The Very Large LED Array

A bunch of LEDs mounted on a 4x8' sheet of plywood

Driving an LED Array from Shaders Running on a Raspberry Pi

The Very Large LED Array, or VLLA for short, is a bunch of LEDs mounted on a 4x8' sheet of plywood driven by two Teensy microcontrollers and a Raspberry Pi. The hardware was designed and constructed by friends of mine for our hall in our dorm at MIT with funding from Texas Instruments. The goal was to create an impressive light show for parties.

I was interested in the software driving the display and had a desperate need to obsess over something not school related at the end of my 2nd semester in my junior year of undergrad, so I developed a series of tools for creating effects for the display. In its final form the system could run effects written in JavaScript, Lua, or GLSL, piped frame-by-frame over UDP, read from GIFs, or stream a 64x32 rectangle of a Linux desktop (via X11). There was also an orbital defense game that people sitting under the display in the lounge could play by whistling (frequency = angle of aim).

One of the first effects I developed for the VLLA was directly inspired by a loading screen in a demo by Fairlight called We Are New.
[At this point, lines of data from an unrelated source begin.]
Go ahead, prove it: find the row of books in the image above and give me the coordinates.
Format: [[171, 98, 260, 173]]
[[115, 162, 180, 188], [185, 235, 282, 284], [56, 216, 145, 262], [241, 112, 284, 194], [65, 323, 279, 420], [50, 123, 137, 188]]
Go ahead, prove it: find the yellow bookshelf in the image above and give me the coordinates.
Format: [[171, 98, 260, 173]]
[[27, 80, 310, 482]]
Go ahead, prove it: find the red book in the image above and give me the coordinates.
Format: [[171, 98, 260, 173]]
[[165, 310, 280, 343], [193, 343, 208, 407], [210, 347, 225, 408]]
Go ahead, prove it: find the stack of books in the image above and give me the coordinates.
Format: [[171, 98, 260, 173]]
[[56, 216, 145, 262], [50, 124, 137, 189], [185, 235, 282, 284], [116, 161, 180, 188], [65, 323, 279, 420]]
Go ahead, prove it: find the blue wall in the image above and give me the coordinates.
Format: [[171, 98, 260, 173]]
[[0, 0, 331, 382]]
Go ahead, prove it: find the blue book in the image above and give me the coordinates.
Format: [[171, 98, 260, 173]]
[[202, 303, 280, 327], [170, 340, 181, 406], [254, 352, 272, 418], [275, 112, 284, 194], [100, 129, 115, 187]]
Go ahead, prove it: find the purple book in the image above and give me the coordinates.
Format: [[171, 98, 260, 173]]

In the demo a pistol-wielding panda rendered in chunky volumetric form rotated in 3D space.

Experiments

At one point I was learning about how X11 works so I wrote a little program to stream a 64x32 region of pixels from my desktop to the VLLA. Here's an example of doing that while running a particle simulation screensaver:

For a while the VLLA lived on my dorm room wall. One of my favorite features was playing GIFs. I added shortcuts to my window manager to let me play one of a collection of GIFs at a moments notice:

Sound Reactive Effects

An obvious application of a giant panel of LEDs is parties. Whenever my living group hosted a party the VLLA was mounted above the dance floor. For best effect the visuals had to sync up with the music. So I plugged a USB mic into the Raspberry Pi and made it so the effects could access the audio data.

To implement sound-reactive effects I piped the result of running an FFT on sound pulled from Alsa into a texture and fed it into fragment shaders written in GLSL. The resulting framebuffer was fed back into the shader for feedback effects.